In December of 1944 a man wandered into the FBI offices in San Francisco. John Lehman Sumter made a full confession to the murder. He said that he’d run into Georgette in a streetcar and she’d asked him to come home with her. He said he obliged and soon after their arrival another man showed up. John claimed that after this man finally left he took his chance and killed her. Obviously, there are problems with this statement. John wouldn’t have met her in a streetcar as she had her own car. Next, no one had even seen the perpetrator let alone a second man enter or leave her apartment.
Eventually John came clean and admitted that he fabricated the whole confession. He was an extremely depressed and suicidal man that wished to be convicted of Georgette’s murder so he would recieve the death penalty. The police turned him loose and hopefully he got some help after that. A year would pass after he death with no further leads in the case. Then, around a year after her murder a letter was sent to the Los Angeles Examiner and printed. It reads as follows:
To The Los Angeles Police,
Almost a year ago Georgette Bauerdorf, age 20, Hollywood Canteen hostess was murdered in her apartment in West Hollywood.

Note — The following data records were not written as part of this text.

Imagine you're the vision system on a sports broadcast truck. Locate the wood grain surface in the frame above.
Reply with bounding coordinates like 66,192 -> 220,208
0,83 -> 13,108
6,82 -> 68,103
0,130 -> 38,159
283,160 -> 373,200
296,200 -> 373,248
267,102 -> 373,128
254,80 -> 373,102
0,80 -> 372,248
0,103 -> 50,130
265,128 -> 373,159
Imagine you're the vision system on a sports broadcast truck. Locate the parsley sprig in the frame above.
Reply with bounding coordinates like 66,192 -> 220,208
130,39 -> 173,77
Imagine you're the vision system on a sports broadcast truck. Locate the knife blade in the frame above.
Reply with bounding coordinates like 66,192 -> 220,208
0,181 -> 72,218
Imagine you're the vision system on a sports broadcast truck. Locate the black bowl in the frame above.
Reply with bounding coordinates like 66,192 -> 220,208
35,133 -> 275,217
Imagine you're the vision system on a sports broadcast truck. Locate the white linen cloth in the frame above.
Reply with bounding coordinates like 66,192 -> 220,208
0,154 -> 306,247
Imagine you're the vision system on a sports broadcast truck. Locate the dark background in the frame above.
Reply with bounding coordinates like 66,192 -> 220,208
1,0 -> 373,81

Between now and Oct. 11-a year after her death- the one who murdered her will appear at the Hollywood Canteen. The murderer will be in uniform. He has since he committed the murder been in action in Okinawa. The murder of Georgette Bauerdorf was devine retribution.
Let the Los Angeles Police arrest the murderer if they can.

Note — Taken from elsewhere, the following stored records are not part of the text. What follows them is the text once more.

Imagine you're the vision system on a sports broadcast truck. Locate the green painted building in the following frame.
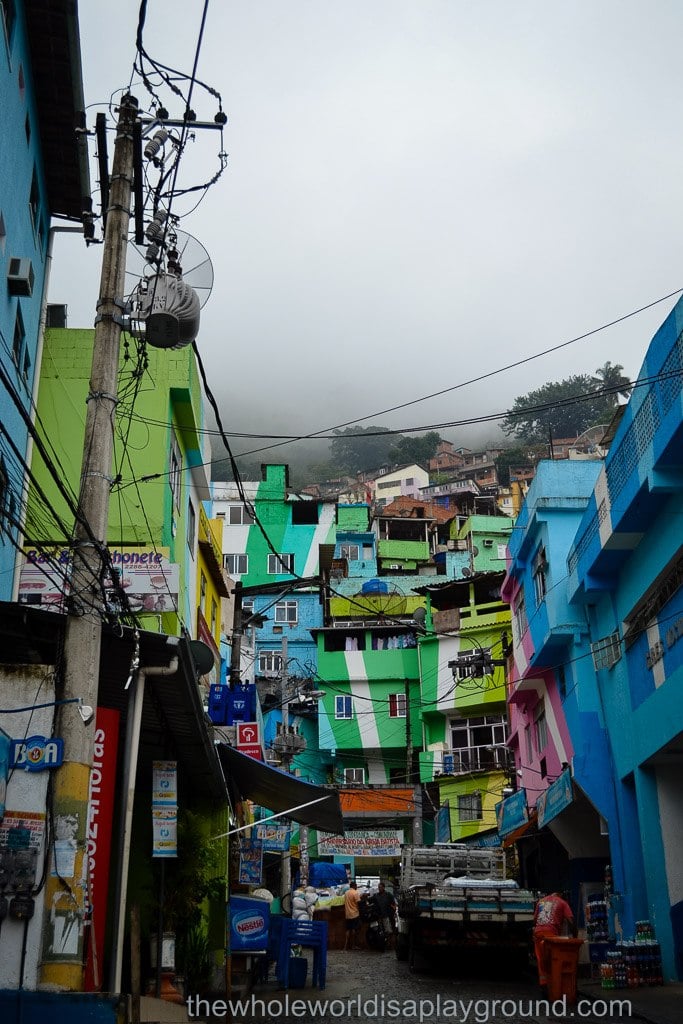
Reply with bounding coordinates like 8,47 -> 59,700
415,573 -> 512,841
454,513 -> 512,575
21,325 -> 210,637
312,623 -> 421,788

This was the final lead that would ever come in Georgette’s case. Unfortunately, it appeared this was a hoax. That was what police believed to be the truth. After this the case went cold and no further suspects ever came to light. Even though more than one hundred people were interviewed, they were mainly friends, family, and soldiers that had met her at the Canteen.

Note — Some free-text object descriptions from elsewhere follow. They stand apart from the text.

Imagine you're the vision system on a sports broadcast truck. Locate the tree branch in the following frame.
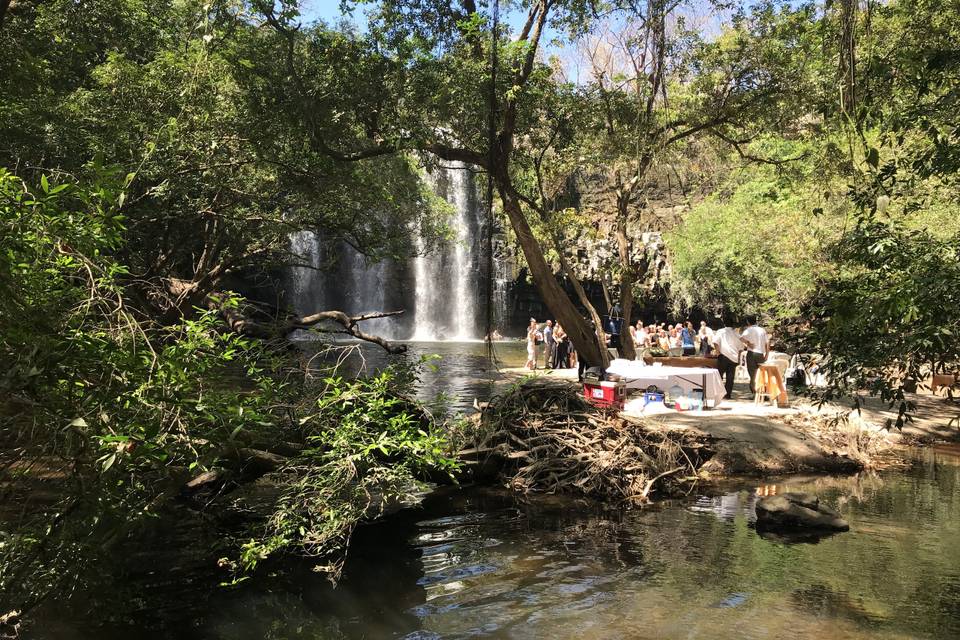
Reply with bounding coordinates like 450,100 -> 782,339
422,142 -> 488,167
288,309 -> 408,353
710,129 -> 810,166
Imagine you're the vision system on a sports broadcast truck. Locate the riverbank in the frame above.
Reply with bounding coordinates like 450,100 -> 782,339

There are plenty out there that actually believe that Georgette’s murder and others before and after the Black Dhalia are are related. Steve Hodel is one that believes this. He also believes that his father is responisble for all the killings. The main link he points to are the letters taunting authorites in both cases. There are similarities between the two like the killer in Georgette’s case referring to her murder as ”devine retribution.” The killer in the Black Dhalia case calls himself the “Black Dhalia Avenger” in his letter. “Arrest the murderer if you can” sounds very similar to the “catch us if you can” in the Black Dhalia Avenger’s letter.
Police never really considered the two connected, though. It was believed by the investigators on the case that a soldier with a key to the apartment let himself in and committed the crime. Georgette was taken home to New York laid to rest in her family’s plot at Woodlawn Cemetary in The Bronx. Her family was left to mourn her for many years before their own deaths. George Bauerdorf would live until 1961 while his wife, Thelma would live until 1997. Her sister, Connie lived until 2014 and had two children from her marriage to A. Carroll Cartwright, a 1940’s FBI agent. Her son’s name was Carroll, her daughter, Georgette.
Her family would never get justice for Georgette or closure for their wounds as survivors. The case is still unsolved and whoever committed it may very well have passed away without ever giving a death bed confession. Then again, maybe they are still alive, sitting in a nursing home, just waiting to confess their sins before they pass over to the other side.